I think quality is the most important thing. Who gives two ****s if anyone makes new IP or does anything innovative if the results aren't so hot? Whenever I say that I would like Nintendo, or any videogame company, to do something there is the assumption that I end the request with "... and make it good." Otherwise it's all technicalities.
The problem here is we're just relying on your opinion on what's good or not, and considering some of these newer IPs are critical or financial successes, or both, then your individual idea of what "counts" is moot. Nintendo making that big list of new IPs isn't a "technicality," they're new IPs, just like you asked for.
It's like your boss giving you a 1 cent raise and saying "well you asked for a raise so there you go."
In this instance it's more like your boss giving you a $10 an hour raise, and you still continually demand a raise while refusing to cash your check.
So I look at EAD, IS, Retro or Sakamoto's team and their core game projects and it's all sequels it's like "come on, guys". This is just kind of stale.
Your opinion here is nice and all, but since these games routinely outsell and even outscore other new IPs, even on competing consoles, it's really immaterial. You are basically asking them to throw Mario, Zelda, Metroid, and Donkey Kong under a bus and just make new stuff. And while that's admirable in an artistic sense, it's terrible in terms of keeping your hardcore fans happy, and considering the sales of Mario and Zelda and such, that's a pretty big risk to take in the hopes they'll buy something completely unrelated. If you're getting tired of Mario and Zelda, fine. Either try some of Nintendo's newer IP (which you clearly haven't done since you use such blanket statements about them all), or sell your Wii and look elsewhere. But don't constantly whine about new IP and then ignore it when they provide it. You don't even give them credit for trying, so you'll never be pleased.
But it's not like you'll see Nintendo give the big Christmas "slot" to some completely brand new IP and push it like they would push a Mario title.
So now it's "new IPs that personally appeal to me and have gigantic marketing campaigns during Christman." I think we're straying from the original intent of the complaint to get Nintendo to make new IPs in an artistic context and going into some kind of pointless chatter about marketing and other stuff that really shouldn't matter in the context. Why should it matter if it's got a giant marketing campaign or not? Are you saying you'll refuse to even acknowledge Nintendo's new IP until they blow $20 million on a marketing campaign directed specifically at you and your general male interest websites and TV channels? What kind of gamer are you, seriously?
Side note: I suppose we can add Sin and Punishment to the list of new Nintendo IPs. The first was an import title from 10 years ago, and it's more or less a new title (newer than some of the series being thrown around as exemplars of "new IP"), and it's in the core area, and got some pretty heavy marketing. But it probably won't be counted either, because it's merely a "new IP with core market appeal with big marketing" and not a "new IP with core market appeal with big marketing during the Q3 holiday period."

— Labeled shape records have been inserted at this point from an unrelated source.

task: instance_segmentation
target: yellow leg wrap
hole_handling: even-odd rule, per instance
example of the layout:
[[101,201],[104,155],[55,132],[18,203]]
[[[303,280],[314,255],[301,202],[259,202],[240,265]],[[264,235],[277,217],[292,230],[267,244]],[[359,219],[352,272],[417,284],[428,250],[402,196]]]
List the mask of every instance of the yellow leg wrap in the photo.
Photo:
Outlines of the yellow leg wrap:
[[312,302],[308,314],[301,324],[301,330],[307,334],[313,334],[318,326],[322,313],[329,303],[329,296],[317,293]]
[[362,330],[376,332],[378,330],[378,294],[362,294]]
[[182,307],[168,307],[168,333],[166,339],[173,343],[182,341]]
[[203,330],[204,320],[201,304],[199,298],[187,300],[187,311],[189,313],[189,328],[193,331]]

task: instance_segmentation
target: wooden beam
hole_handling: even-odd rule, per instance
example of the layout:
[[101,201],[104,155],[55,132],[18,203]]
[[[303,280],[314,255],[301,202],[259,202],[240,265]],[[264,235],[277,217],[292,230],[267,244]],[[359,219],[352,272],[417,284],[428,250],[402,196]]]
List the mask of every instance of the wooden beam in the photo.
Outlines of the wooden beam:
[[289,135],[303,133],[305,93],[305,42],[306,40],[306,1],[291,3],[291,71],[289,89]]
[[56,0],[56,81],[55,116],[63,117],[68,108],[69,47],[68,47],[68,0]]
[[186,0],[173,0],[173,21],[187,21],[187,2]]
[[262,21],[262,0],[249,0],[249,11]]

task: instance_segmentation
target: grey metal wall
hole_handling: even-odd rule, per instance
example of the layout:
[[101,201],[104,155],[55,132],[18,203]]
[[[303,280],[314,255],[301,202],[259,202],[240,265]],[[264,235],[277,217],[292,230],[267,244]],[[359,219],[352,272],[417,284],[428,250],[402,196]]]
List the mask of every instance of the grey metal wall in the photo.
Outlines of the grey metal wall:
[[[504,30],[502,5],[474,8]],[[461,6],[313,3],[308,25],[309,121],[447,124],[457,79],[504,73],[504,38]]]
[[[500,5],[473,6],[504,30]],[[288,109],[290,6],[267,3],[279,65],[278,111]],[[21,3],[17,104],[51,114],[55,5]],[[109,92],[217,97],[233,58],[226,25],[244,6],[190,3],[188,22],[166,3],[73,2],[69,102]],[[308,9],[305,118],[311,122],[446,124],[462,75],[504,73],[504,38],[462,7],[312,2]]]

Remember when Halo or Gears of War were brand new?
For those playing at home, I'll let you have a guess as to why Halo got such a big marketing push in 2001. Besides, these are boring stale franchises now, right? Why compare one big franchise, heavily marketed as the big Christmas title whenevr it rolls around to another just because it's "newer?"
It's because it was the first console game Microsoft published for the Xbox. Of course it was going to have big marketing, no matter what it was. And it was going to be an new IP too.Metroid: Other M is going to be one of the Wii's big releases this year. Now is that only because it is a familiar franchise? Would it be one of the major releases if it was the same thing but with a new IP?

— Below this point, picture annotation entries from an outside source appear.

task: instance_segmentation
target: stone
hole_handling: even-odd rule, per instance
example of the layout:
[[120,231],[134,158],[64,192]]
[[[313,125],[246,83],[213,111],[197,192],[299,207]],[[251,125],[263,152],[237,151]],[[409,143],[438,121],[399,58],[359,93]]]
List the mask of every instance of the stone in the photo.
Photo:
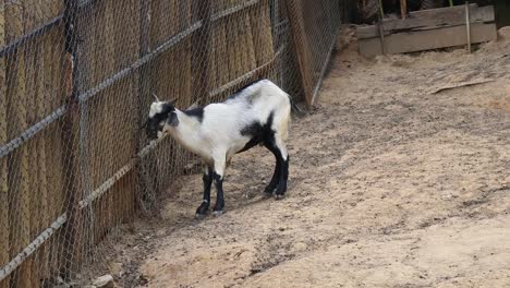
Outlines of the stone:
[[96,286],[97,288],[113,288],[114,287],[114,283],[113,283],[113,276],[111,275],[104,275],[99,278],[97,278],[94,283],[93,283],[94,286]]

I think a big problem with this assessment is that firstly you are basing this complaint track off the sadly misguided notion that Other M was not a Metroid game at inception. That it was some kind of game about an armored space warrior going through a space station shooting aliens and then Nintendo's IP Synergy StrikeForce rappelled into the dev offices and forced the programmers at gunpoint to shoehorn in a completely unrelated IP like Metroid.
Secondly, is that you think Nintendo having a new IP that's nothing but a cheap knock off of one of their own existing series would be a "good thing." That's incredibly creatively bankrupt when you're just renaming characters in the same games.
I'll close with an example of when an arbitrarily new IP decision would have cost gamers the #1 fighting game series of all time (as far as sales anyway.) HAL was working on a fighting game called Dragon King. It was an interesting mechanic for a fighter that, instead of wearing your opponent's life bar down (though later sequels would include such modes), you merely throw them off the screen or stage. However, the prospects for this fighting game were pretty bleak considering the original characters were somewhat generic, stock characters. Despite the intriguing and innovative gameplay, the game really had no market pull and no amount of marketing could sell the concept with a generic IP. They then decided to use Nintendo's current stable of characters in a unique setting (a fighting game) as a replacement for these generic characters and Smash bros. was the result. The game sold gangbusters and has been ruling the fighting game genre ever since.
If Nintendo tried to do it with a new IP, it would have assuredly perished quickly and nobody would have ever remembered it, particularly not the "new IP" crowd.